Zola, bimba con metà cuore “segno vivente di gratitudine”/ “E’ la risposta alle nostre preghiere”

Zola, bimba con metà cuore è riuscita ad unire la sua famiglia grazie alla fede: “E’ la risposta alle nostre preghiere”

04.01.2019 - Emanuela Longo
Zola, bimba con metà cuore
Zola, bimba con metà cuore (Foto Facebook)

Cortney Given è una giovane mamma che insieme al marito Jeff vivono nelle meravigliose Hawaii. Due figlie piccole bellissime – una con metà cuore – ed una terza in arrivo nel 2019. All’apparenza una famiglia felice ma in realtà protagonista di un calvario che proprio Cortney ha voluto raccontare affidandolo ai social e che ruota attorno ad una parola precisa: gratitudine. Il motto della famiglia Given recita esattamente così: “Non sono le persone felici a essere grate, sono le persone grate ad essere felici”. E da qui ha inizio la loro storia: quando la loro primogenita aveva circa un paio di anni, i Given decisero di trasferirsi nelle Hawaii, un vero e proprio paradiso in terra. Tutto andava meravigliosamente fino a quando Cortney, nuovamente incinta della sua seconda bambina, fu travolta da una drammatica verità: la piccola che portava in grembo era affetta da una grave malformazione cardiaca, la sindrome del cuore sinistro ipoplasico. Questo spinse l’intera famiglia a fare ritorno in California. L’infausta diagnosi sembrava presagire un calvario al quale l’intera famiglia avrebbe dovuto sottoporsi in seguito alla grave malformazione di cui soffriva la piccola Zola, una grave cardiopatia congenita nonché la più comune causa di morte per anomalie cardiache nel primo mese di vita. “Lei ha solo metà cuore e non avrà mai un cuore intero, anche con la chirurgia. I dottori non possono fare altre che permettere alla metà che c’è di svolgere il compito di un cuore intero”, raccontava il padre Jeff su Instagram.

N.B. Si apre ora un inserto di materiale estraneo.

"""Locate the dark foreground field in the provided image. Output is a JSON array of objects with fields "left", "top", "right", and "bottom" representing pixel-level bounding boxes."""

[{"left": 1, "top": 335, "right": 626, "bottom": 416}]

ZOLA, BIMBA CON METÀ CUORE: IL CALVARIO DELLA SUA FAMIGLIA

La piccola Zola avrebbe dovuto sottoporsi a tre interventi nei suoi primi tre anni di vita, il primo dei quali ad appena un giorno di vita. E’ sempre il padre – come riporta il portale Aleteia – a ripercorrere le fasi di quel calvario: “È rimasta in ospedale nove mesi con momenti di alti e bassi. In un caso, ha avuto un arresto cardiaco ed è rimasta tecnicamente morta per 33 minuti, ma le hanno salvato la vita”. A sei mesi la seconda operazione. Nel momento più critico del loro percorso (e della loro vita), i coniugi Given raccontano che fu la preghiera a cambiare il loro modo di vedere le cose. Già in passato, Cortney si aggrappò alla fede per superare i momenti difficili legati alla sua storia familiare. Pur essendo Mormoni, i Given si sono totalmente affidati a Dio con la preghiera per superare i loro momenti difficili. Quindi decisero di accettare il calvario come strada verso una nuova scoperta di sé. Nonostante il percorso niente affatto semplice vissuto con Zola, la sia famiglia ha deciso di non chiudersi di fronte all’accoglienza alla vita e presto a loro si aggiungerà la terza figlia che li accompagnerà in questo nuovo tratto di strada che i Given hanno potuto riscoprire proprio grazie alla loro secondogenita. A Given Today i due futuri genitori (per la terza volta!) hanno commentato: “Le nostre vite sono cambiate una volta per tutte quando a nostra figlia è stata diagnosticata la sindrome del cuore sinistro ipoplasico. Abbiamo affrontato il viaggio per salvare la vita di nostra figlia e imparato una grande lezione lungo la strada”. Il desiderio di condividere la loro storia e quella della piccola Zola è legato alla speranza di poter aiutare altre persone che hanno a che fare con la stessa malattia: “Una delle cose più importanti che abbiamo imparato è che la felicità non deriva da qualcosa che verrà in futuro, ma dalle piccole cose che ci sono date ogni giorno. La vita è così preziosa, noi lo abbiamo imparato con la più tosta delle lezioni”.